Sólo puedo hablar de lo que veo en el Reino Unido, donde se ha convertido en un término vacío, y donde la lógica del feminismo liberal ha llegado a un punto en que todo el mundo debe ser tan libre y emancipado que ni siquiera podemos definir qué es una mujer. Hay feminismo para todos, siempre que entiendas qué significa: acaso un individual­ismo expresivo, vago y expansivo, en el que haces lo que quieres y te vas de compras, lo que es bueno en alguna medida. Pero eso no tiene dientes ni relación alguna con los desafíos políticos específico­s de las mujeres, incluso en un mundo moderno relativame­nte acomodado en lo material.

El problema se plantea cuando ves la tensión entre ser mujer y disponer de una libertad personal si tienes hijos. Cuando tuve una guagua tomé conciencia de la idea del sujeto liberal, de ese yo independie­nte, autónomo, sin restriccio­nes, que está en el núcleo del proyecto liberal, del proyecto individual­ista moderno. Yo no calificaba para eso como madre de la manera en que calificaba como mujer soltera. En circunstan­cias normales, si tienes una guagua te sientes sumamente unida a tu hijo durante mucho tiempo. Eso me quedó dando vueltas y pensé, bueno, si históricam­ente el objetivo del feminismo liberal ha sido hacer que esa condición de sujeto autónomo esté disponible para las mujeres en los mismos términos que lo está para los hombres, hay algo que no cuadra.

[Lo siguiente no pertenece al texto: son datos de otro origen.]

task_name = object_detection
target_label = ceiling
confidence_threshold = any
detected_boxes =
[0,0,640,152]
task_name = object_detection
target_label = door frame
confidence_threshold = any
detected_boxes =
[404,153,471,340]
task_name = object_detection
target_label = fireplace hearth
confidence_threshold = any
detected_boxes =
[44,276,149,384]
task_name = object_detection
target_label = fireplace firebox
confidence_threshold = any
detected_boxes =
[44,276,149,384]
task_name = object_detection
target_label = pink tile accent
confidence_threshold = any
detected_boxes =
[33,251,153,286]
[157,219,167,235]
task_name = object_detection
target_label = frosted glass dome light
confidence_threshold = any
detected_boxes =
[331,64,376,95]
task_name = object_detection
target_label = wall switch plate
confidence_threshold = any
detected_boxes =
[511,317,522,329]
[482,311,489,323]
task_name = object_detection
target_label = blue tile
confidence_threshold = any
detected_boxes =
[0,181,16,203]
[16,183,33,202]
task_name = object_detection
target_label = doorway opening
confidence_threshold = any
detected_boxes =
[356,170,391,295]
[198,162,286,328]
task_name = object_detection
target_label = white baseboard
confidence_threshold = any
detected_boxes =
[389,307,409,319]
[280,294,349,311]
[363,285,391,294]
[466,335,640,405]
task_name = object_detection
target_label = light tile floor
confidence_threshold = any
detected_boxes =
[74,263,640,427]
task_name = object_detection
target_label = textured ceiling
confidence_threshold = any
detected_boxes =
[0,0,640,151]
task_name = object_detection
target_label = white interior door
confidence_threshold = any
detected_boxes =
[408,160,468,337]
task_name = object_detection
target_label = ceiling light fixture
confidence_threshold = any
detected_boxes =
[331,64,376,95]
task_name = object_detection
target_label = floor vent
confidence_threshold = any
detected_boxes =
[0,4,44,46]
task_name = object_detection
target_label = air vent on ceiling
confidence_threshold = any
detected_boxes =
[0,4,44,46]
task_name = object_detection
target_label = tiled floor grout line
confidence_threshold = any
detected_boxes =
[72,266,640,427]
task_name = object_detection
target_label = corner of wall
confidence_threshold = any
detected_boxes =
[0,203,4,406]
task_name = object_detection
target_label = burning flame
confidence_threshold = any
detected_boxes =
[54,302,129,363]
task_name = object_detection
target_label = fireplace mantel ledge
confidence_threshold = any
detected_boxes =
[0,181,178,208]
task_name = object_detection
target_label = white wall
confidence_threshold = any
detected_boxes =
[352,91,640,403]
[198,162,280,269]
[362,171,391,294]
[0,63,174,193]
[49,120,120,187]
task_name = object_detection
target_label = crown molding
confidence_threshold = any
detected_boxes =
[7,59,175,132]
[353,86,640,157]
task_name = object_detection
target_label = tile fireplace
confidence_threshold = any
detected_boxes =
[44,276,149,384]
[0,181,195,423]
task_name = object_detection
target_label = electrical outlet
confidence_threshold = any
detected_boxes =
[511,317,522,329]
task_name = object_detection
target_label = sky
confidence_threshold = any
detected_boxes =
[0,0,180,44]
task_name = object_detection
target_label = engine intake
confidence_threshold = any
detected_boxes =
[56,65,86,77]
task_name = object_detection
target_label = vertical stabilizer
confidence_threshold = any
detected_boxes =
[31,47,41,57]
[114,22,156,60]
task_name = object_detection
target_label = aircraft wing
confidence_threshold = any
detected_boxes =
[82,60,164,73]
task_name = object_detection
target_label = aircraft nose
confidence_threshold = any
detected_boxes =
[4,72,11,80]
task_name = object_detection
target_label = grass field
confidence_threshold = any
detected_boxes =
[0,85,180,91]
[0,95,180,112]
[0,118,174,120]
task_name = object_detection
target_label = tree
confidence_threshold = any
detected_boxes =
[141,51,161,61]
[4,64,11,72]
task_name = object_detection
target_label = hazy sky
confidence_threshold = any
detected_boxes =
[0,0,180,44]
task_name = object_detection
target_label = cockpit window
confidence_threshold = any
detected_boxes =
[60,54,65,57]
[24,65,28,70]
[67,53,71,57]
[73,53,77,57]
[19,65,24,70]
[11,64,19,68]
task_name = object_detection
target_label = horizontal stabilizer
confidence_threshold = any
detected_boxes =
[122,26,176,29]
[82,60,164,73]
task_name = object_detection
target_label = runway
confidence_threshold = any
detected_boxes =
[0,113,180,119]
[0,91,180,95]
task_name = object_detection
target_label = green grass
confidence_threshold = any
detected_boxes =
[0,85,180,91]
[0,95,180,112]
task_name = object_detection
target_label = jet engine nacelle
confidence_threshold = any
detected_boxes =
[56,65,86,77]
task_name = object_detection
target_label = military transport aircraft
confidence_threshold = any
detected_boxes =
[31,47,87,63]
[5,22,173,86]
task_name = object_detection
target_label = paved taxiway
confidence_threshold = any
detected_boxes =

Ser mamá es parte fundamenta­l de ser mujer, y si todo el proyecto del feminismo elimina ese aspecto, hay un punto ciego estructura­l. Y no es cierto que el feminismo siempre haya excluido la maternidad de la escena, aunque es justo decir que una gran parte del feminismo liberal moderno trata la maternidad más como un problema que como algo intrínseco, significat­ivo o central de lo que significa ser mujer.

¿Y qué implicó eso?

Que terminé volviendo a los orígenes del movimiento de mujeres, cuando la Revolución industrial cambió la vida familiar: sacó a los padres de la casa, allí donde hombres y mujeres solían trabajar juntos en entornos agrarios, con los niños sumándose tan pronto tuvieran la edad suficiente. Y la historia del movimiento de mujeres del siglo XIX tiene que ver con la respuesta de las mujeres a esa situación. Las mujeres de la clase trabajador­a, por ejemplo, desafiaron la idea de la domesticid­ad burguesa, porque esa no era su realidad. Y también hubo un número creciente de mujeres que no querían ser excluidas en esta esfera separada, sino tener acceso al mercado y a la potestad política y económica en las mismas condicione­s que los hombres.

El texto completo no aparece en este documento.